On behalf of the male gender, this reporter would like to apologize for the skeevy masked antics on display on Monday night's (April 28) edition of "Mr. Personality." Really, we're not all like that.
Most of us, for instance, wouldn't have signed up for this gig in the first place. The 10 remaining fellas who did, however, put on quite a show.
As the show opens, we find out that our girl Hayley and the Merry Masked Men will all be living in the same absurdly large mansion in Malibu. They throw a house-warming of sorts, and everybody drinks. A lot, so we're led to believe.
Green-masked Chris, who established a creepy Kreskin-like strategy last week, makes the first move by taking Hayley out of a hot tub full of guys (who have to keep their shirts on as well) for a little chat. This doesn't sit well with the other dudes, particularly Silver Will, who's likely used to getting his millionaire-developer way.
Chris somehow thinks it's funny that Will waits for him and Hayley to come back from their chat, but any points he scored are immediately deducted, and then some, as he spies on Hayley and Will talking from the second-floor landing. Shudder.

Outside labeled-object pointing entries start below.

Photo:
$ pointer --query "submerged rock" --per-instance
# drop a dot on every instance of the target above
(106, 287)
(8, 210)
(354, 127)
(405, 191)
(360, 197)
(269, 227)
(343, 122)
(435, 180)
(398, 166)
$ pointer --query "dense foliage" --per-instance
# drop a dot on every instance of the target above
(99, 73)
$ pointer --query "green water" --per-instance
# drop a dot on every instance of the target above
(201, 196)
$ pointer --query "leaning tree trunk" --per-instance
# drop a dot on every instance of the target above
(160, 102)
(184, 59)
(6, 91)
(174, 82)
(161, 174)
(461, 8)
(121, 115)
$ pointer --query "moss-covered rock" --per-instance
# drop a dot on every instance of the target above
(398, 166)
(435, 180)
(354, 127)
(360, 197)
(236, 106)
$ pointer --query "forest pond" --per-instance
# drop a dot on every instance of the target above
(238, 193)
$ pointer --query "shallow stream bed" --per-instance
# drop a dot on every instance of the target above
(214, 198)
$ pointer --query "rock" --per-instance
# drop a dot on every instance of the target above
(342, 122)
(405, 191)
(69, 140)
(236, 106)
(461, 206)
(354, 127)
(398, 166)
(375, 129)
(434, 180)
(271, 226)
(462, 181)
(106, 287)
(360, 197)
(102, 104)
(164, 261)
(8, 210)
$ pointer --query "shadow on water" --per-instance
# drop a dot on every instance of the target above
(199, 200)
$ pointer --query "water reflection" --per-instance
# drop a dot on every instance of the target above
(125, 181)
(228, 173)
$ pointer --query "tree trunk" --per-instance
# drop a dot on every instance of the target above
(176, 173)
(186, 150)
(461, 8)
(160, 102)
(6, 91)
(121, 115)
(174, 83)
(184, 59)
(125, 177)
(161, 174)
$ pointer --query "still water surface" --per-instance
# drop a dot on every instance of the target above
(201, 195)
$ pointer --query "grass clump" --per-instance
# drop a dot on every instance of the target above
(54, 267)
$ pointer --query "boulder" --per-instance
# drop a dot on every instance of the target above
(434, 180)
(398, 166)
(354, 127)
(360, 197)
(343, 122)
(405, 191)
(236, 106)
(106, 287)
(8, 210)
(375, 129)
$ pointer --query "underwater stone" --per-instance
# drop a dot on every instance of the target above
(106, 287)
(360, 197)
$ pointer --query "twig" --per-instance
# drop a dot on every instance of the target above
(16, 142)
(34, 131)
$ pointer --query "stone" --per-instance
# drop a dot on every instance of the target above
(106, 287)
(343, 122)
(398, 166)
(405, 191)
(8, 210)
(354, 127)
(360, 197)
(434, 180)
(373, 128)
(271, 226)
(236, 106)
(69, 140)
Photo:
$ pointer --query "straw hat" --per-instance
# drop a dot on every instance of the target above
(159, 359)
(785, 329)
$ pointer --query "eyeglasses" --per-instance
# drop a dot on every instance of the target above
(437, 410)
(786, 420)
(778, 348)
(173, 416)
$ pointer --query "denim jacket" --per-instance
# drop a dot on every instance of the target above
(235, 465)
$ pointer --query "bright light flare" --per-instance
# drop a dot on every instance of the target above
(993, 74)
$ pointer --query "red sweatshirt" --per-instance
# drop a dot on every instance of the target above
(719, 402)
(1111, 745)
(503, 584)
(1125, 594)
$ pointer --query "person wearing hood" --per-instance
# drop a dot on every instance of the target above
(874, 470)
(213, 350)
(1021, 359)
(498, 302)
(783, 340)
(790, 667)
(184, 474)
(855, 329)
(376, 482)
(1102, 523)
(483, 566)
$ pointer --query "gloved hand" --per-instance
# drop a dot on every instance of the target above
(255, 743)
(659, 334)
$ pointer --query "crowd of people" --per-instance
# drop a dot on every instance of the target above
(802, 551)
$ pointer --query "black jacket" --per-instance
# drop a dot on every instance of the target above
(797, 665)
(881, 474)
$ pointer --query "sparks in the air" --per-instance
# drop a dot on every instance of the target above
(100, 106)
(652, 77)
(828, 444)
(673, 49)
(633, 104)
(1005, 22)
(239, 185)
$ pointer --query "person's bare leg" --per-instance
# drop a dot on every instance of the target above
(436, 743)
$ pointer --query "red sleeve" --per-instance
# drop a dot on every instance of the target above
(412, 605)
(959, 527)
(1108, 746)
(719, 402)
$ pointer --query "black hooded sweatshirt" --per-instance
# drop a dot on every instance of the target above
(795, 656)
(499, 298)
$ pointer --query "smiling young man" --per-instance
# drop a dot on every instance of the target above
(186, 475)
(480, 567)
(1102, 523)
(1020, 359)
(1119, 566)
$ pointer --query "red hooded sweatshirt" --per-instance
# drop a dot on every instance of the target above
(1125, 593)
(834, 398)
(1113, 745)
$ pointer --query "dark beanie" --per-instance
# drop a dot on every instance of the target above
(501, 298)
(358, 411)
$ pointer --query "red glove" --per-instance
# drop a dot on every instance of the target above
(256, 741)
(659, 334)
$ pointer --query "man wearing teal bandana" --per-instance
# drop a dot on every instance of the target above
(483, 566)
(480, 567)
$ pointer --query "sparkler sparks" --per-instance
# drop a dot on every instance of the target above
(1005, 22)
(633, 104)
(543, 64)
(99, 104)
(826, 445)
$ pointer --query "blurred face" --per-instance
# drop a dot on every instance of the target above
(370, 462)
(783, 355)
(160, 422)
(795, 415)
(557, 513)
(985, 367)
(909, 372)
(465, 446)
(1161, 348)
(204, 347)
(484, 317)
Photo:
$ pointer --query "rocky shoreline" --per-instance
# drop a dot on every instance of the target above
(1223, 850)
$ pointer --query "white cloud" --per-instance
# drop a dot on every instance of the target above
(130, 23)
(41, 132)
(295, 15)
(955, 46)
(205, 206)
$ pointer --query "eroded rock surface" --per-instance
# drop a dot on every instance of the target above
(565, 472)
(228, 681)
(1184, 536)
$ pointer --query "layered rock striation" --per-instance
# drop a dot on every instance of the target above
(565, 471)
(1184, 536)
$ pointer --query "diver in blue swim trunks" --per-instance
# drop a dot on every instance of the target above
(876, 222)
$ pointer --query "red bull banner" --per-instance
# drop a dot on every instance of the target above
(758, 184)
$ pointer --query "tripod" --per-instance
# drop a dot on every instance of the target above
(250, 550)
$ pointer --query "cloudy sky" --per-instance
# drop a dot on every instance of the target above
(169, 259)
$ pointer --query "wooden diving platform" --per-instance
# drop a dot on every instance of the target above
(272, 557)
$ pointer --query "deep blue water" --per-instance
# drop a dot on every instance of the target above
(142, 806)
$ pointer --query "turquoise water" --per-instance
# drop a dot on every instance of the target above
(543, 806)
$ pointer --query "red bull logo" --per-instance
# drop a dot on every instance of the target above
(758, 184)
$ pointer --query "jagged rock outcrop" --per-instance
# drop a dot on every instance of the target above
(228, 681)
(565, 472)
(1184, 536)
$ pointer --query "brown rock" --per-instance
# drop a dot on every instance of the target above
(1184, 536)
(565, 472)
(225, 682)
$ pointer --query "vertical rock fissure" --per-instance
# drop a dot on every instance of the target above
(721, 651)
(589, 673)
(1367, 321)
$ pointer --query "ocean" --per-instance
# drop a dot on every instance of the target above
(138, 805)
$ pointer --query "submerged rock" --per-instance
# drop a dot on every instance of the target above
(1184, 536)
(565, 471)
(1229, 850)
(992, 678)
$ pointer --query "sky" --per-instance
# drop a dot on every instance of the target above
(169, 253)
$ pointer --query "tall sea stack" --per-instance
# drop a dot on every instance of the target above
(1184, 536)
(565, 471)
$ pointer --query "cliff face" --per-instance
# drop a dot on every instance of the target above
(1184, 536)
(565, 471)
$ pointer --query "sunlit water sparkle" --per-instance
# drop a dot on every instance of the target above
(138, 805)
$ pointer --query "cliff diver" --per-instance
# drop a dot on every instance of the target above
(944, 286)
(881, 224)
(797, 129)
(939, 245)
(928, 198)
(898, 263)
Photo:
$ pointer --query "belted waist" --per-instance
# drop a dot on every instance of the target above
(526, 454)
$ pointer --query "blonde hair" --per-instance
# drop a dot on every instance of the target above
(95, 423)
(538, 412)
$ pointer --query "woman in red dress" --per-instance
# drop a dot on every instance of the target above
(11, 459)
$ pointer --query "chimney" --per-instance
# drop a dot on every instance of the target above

Hayley, for her part, feels what's going on and cops to being a little "creeped out" by Chris' hovering.
The next day is spent sailing, where Light Blue Joe -- who made a booze-fueled verbal spectacle of himself the night before -- blows his chance at redemption by telling Hayley he's been searching for his soulmate since the age of four.
Hayley says she's a little disappointed by the day and that she's having a tough time getting a read on most of the guys. Possibly because, you know, they're wearing masks.
Yet the previous hijinks look like Sunday school compared to the next night's luau. (And by the way, props to the producers for making sure each guy's wardrobe coordinates with his mask color. You know the guys wouldn't have done that on their own.)
For starters, Light Green Stan unmasks himself at the start of the party. No one, Stan included, seems all that upset with his decision to bail. Had he stuck around, though, he might have at least gotten a lap dance from one of the hula girls.
That's what happens with Bronze Pete, who happily indulges a pneumatic blonde's offer of a little bump and grind. Blue Brian goes even further, taking a hula girl upstairs to show her his bedroom.
On the closed caption while they're behind closed doors, we hear Brian say he came here just to meet Hayley, to which the dancer replies "I don't think she's that great." Brian asks why, and she says "I'm better. I can show you."
The home viewer is then treated to some "Joe Millionaire"-style captioning, including "Mmmm." and "(zip)." On camera, Brian insists nothing happened, while the dancer says "We fooled around a little bit" and "Did I [bleeped word rhyming with snow] him? That's between him and I."
It's at this point -- after a break, but still -- that host Monica Lewinsky re-enters, taking Hayley into the deliberation room, which features a row of busts with each guy's colored mask and a bank of video monitors. Monica shows Hayley what Pete and Brian did, and she is suitably speechless.
She confronts the two guys, playing coy and saying "a couple of guys" told her about what went on while she was away from the luau (where was she, by the way?). Knowing they're caught, they try, pretty unsuccessfully, to talk their way out of the situation.
On to the unmasking ceremony, where Brian jumps up before Hayley can say anything and unmasks himself, managing to diss other guys who are "pining after [Hayley] like little schoolgirls." Monica puts him in his place, saying he was going home anyway and he should've been a man about it and let Hayley make her choices.
She ends up choosing Red Michael (despite his flameout in the "dark room" ), Purple Jim, Orange Peyton, Yellow Ted and Silver Will. And, faced with a final choice between Needy Light Blue Joe, Lap-Dance Bronze Pete and Kreskin Green Chris, chooses Chris, who managed not to embarrass himself further after the peeping-tom incident.